Les colonnes de Salpes glissent dans les eaux tranquilles par des ondulations régulières. Les petites nageuses de chaque file se contractent et se dilatent simultanément. Elles manœuvrent de concert comme une compagnie de soldats bien disciplinés; chaque série ne semble offrir qu’un seul individu qui flotte en serpentant. Les matelots ont donné à la chaîne le nom de Serpent de mer. (Rymer Jones.)
Ces animaux nagent habituellement le dos en bas: ils font la planche. Ils se meuvent surtout en aspirant une certaine quantité d’eau par l’ouverture postérieure (qui est munie d’une valvule) et en la rejetant par l’orifice antérieur. En sorte que leur corps est toujours poussé en arrière, et qu’il chemine à reculons (Cuvier). Bizarre locomotion, qui ne ressemble en rien à celle des autres animaux!
Lorsqu’on retire de l’eau ces chaînes animées, leurs anneaux se séparent, et leurs individus se désagrégent. La compagnie est licenciée. Les Salpes perdent la faculté d’adhérer ensemble; les soldats ne peuvent plus s’aligner.....

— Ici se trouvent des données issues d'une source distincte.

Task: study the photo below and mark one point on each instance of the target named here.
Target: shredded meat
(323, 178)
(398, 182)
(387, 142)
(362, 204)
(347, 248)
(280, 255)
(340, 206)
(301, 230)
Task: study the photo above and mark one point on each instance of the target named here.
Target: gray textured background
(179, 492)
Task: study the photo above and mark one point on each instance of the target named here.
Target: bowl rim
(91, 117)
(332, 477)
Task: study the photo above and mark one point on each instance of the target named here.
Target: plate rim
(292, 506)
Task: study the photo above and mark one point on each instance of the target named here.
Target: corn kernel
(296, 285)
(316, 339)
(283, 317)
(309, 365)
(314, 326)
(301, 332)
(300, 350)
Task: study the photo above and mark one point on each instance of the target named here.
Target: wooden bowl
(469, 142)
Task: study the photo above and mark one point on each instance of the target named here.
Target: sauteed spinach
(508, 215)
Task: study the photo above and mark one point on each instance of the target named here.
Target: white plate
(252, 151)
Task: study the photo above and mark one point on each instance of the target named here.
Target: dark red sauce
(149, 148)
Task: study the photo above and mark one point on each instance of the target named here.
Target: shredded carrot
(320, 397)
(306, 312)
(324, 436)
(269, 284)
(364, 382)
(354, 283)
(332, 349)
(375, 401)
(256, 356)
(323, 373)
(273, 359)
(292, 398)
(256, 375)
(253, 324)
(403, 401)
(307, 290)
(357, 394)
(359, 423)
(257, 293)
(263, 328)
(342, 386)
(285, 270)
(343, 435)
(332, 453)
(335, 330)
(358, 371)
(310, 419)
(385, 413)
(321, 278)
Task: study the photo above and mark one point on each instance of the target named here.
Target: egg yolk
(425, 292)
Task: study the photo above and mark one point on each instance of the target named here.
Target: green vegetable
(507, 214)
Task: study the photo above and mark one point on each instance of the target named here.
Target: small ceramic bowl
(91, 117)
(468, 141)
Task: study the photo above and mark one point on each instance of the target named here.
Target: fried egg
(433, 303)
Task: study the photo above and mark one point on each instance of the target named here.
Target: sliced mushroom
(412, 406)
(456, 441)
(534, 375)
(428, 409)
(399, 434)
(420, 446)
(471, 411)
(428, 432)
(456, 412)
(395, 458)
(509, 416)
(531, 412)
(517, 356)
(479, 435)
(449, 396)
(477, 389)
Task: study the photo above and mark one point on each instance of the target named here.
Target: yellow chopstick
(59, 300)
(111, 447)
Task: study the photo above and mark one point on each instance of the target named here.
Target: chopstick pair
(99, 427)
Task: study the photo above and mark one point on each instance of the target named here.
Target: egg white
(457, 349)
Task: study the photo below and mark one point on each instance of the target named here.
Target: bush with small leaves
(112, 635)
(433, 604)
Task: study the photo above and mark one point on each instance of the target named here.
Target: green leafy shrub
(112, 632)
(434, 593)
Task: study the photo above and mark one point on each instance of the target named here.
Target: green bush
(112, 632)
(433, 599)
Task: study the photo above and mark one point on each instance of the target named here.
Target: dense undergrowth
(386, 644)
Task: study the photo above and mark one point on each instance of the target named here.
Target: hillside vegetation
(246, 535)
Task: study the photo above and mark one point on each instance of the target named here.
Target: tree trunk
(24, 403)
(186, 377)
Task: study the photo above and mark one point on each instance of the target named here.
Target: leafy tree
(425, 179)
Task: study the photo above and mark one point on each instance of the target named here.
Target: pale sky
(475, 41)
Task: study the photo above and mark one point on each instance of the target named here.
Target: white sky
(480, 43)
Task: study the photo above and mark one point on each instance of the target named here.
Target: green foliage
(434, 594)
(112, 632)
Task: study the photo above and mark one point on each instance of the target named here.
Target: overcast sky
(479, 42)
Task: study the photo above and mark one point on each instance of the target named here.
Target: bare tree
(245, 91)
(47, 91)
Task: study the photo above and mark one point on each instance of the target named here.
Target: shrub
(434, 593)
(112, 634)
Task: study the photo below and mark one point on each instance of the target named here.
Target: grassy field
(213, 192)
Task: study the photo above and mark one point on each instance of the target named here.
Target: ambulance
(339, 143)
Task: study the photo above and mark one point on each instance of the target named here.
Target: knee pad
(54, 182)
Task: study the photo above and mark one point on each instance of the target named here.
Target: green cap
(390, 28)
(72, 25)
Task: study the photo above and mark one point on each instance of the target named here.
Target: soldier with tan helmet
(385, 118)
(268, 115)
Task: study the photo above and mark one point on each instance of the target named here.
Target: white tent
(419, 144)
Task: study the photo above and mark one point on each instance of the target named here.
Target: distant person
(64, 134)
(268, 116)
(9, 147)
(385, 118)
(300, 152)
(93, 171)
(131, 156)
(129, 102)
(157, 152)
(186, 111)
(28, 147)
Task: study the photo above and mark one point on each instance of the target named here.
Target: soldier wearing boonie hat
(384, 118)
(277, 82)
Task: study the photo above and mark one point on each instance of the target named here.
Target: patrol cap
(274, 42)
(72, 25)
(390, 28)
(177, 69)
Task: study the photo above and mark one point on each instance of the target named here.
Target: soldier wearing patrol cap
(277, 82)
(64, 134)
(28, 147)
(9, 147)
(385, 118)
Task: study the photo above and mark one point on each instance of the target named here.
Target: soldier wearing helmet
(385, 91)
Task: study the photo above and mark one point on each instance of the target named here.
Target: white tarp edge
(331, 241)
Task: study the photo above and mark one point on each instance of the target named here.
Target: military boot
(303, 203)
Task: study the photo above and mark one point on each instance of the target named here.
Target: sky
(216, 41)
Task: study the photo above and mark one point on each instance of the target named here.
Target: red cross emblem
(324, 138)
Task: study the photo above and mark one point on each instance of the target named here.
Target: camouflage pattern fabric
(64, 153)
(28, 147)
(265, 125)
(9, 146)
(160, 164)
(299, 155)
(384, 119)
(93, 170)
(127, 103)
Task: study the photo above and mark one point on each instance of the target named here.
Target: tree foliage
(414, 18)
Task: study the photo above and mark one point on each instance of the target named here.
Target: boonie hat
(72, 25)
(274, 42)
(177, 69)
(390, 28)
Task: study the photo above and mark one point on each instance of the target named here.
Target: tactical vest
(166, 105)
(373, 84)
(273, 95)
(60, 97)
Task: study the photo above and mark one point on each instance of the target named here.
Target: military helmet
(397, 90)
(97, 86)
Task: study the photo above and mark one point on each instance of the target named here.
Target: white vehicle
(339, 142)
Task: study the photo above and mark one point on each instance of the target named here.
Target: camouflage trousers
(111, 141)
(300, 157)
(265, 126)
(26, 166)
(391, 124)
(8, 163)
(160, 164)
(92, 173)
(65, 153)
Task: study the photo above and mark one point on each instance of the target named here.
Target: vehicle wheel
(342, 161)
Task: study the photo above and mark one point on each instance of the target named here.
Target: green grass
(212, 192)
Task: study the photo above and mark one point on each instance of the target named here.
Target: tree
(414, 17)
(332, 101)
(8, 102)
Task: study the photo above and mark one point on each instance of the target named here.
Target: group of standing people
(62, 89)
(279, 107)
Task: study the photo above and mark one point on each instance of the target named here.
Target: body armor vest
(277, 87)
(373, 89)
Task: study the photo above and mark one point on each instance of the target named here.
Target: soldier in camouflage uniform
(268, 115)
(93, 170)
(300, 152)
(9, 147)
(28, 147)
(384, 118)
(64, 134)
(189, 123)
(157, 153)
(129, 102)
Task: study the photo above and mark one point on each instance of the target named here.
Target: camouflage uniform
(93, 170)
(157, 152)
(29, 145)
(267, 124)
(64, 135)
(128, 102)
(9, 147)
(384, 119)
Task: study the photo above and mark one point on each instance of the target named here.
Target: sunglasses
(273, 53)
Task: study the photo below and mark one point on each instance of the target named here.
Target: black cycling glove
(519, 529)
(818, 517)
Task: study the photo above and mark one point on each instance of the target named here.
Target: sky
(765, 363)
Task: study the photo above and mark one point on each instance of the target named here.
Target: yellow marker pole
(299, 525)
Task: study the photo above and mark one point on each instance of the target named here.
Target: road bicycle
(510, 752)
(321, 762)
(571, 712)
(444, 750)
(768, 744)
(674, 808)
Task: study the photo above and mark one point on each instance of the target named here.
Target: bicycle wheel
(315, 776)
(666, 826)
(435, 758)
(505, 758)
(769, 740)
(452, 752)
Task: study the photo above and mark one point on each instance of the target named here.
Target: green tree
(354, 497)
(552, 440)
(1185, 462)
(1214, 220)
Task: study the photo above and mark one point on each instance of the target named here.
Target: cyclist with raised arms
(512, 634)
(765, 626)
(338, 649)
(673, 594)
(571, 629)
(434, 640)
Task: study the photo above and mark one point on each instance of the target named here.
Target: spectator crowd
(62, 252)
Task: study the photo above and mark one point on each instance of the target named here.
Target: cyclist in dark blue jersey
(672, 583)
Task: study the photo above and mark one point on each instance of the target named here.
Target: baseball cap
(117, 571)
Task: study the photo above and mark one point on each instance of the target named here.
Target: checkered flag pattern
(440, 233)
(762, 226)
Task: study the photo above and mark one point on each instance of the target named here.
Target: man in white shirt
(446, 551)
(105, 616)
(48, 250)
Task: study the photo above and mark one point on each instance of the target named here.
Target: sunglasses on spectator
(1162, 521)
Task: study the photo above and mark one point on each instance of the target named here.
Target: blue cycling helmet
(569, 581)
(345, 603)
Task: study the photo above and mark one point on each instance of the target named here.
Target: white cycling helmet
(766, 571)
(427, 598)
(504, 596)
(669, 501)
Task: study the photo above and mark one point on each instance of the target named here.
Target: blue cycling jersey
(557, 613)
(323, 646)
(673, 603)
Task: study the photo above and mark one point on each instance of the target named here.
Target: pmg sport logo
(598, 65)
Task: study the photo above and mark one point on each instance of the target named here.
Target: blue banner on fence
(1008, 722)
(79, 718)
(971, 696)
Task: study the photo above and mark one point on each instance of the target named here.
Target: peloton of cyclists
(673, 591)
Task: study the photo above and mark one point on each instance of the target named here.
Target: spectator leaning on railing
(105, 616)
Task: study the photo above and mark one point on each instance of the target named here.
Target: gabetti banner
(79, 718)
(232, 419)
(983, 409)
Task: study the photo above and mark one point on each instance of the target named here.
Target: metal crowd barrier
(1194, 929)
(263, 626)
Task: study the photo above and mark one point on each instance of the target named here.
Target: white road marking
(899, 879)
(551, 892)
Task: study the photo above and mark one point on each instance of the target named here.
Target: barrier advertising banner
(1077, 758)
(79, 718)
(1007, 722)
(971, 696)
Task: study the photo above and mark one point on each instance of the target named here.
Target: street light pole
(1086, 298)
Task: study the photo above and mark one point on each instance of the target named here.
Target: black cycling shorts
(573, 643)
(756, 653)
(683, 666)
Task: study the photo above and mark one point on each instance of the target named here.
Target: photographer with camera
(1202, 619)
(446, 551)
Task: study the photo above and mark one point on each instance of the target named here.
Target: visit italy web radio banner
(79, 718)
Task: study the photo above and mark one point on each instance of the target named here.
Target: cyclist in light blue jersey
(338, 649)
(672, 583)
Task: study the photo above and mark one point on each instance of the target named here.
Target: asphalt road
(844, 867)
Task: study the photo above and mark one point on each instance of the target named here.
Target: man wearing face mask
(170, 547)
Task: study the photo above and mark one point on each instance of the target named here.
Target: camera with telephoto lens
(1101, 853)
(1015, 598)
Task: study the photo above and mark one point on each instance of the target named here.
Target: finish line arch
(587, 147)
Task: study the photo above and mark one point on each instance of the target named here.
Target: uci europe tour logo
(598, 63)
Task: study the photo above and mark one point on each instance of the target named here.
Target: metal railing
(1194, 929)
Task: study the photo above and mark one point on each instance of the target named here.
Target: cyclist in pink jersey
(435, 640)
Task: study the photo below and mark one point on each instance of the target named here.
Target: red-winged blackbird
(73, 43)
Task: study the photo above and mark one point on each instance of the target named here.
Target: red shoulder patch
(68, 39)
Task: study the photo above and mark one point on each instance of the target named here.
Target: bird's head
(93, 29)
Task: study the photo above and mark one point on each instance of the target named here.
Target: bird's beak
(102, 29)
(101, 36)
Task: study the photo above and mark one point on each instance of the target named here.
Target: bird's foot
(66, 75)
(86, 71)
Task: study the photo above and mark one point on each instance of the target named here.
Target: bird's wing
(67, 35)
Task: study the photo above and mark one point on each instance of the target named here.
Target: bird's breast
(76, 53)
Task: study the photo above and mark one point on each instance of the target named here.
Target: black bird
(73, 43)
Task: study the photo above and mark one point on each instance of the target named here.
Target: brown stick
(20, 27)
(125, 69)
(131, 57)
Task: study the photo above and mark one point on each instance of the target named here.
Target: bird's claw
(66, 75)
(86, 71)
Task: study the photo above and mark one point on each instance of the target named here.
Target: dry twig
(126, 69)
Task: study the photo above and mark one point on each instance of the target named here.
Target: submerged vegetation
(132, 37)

On rencontre quelquefois, dans la mer, des Salpes solitaires. On serait tenté de les regarder comme d’un genre différent, si de récentes découvertes n’avaient prouvé que ce sont les mères ou les filles des Salpes enchaînées. On a constaté, en effet, que ces petites Salpes solitaires s’unissent ensemble en longs rubans à une époque de leur vie, et que ceux-ci engendrent des Salpes isolées. En un mot, les Salpes enchaînées ne produisent pas des Salpes enchaînées, mais des Salpes solitaires, et celles-ci, à leur tour, donnent naissance non à des individus distincts comme elles, mais à des Salpes enchaînées. Par conséquent, une Salpe n’est pas organisée comme sa mère, ni comme sa fille, mais elle ressemble à sa sœur, à sa grand’mère et à sa petite-fille. (Chamisso, Krohn, Milne Edwards.)
SALPE SOLITAIRE
(Salpa democratica Forskål).
Que de recherches ne faut-il pas, que de patience et que de temps, pour arracher à la nature un admirable secret, que l’on apprend souvent en trois minutes!
Malgré leur organisation si limitée et leurs fonctions si réduites, les Salpes vivent et se reproduisent aussi certainement et aussi heureusement que les autres animaux. Elles s’élancent après leur proie ou l’attendent à l’affût. Elles ont des appétits, des instincts, peut-être même des caprices..... Véritables sybarites, elles passent leur vie à manger et à dormir; elles se promènent toujours en compagnie, sans trouble et sans fatigue; elles sont balancées constamment, doucement et mollement..... Ces associations enrégimentées ne révèlent-elles pas tout un monde nouveau de conditions particulières, de phénomènes collectifs et de sentiments confondus?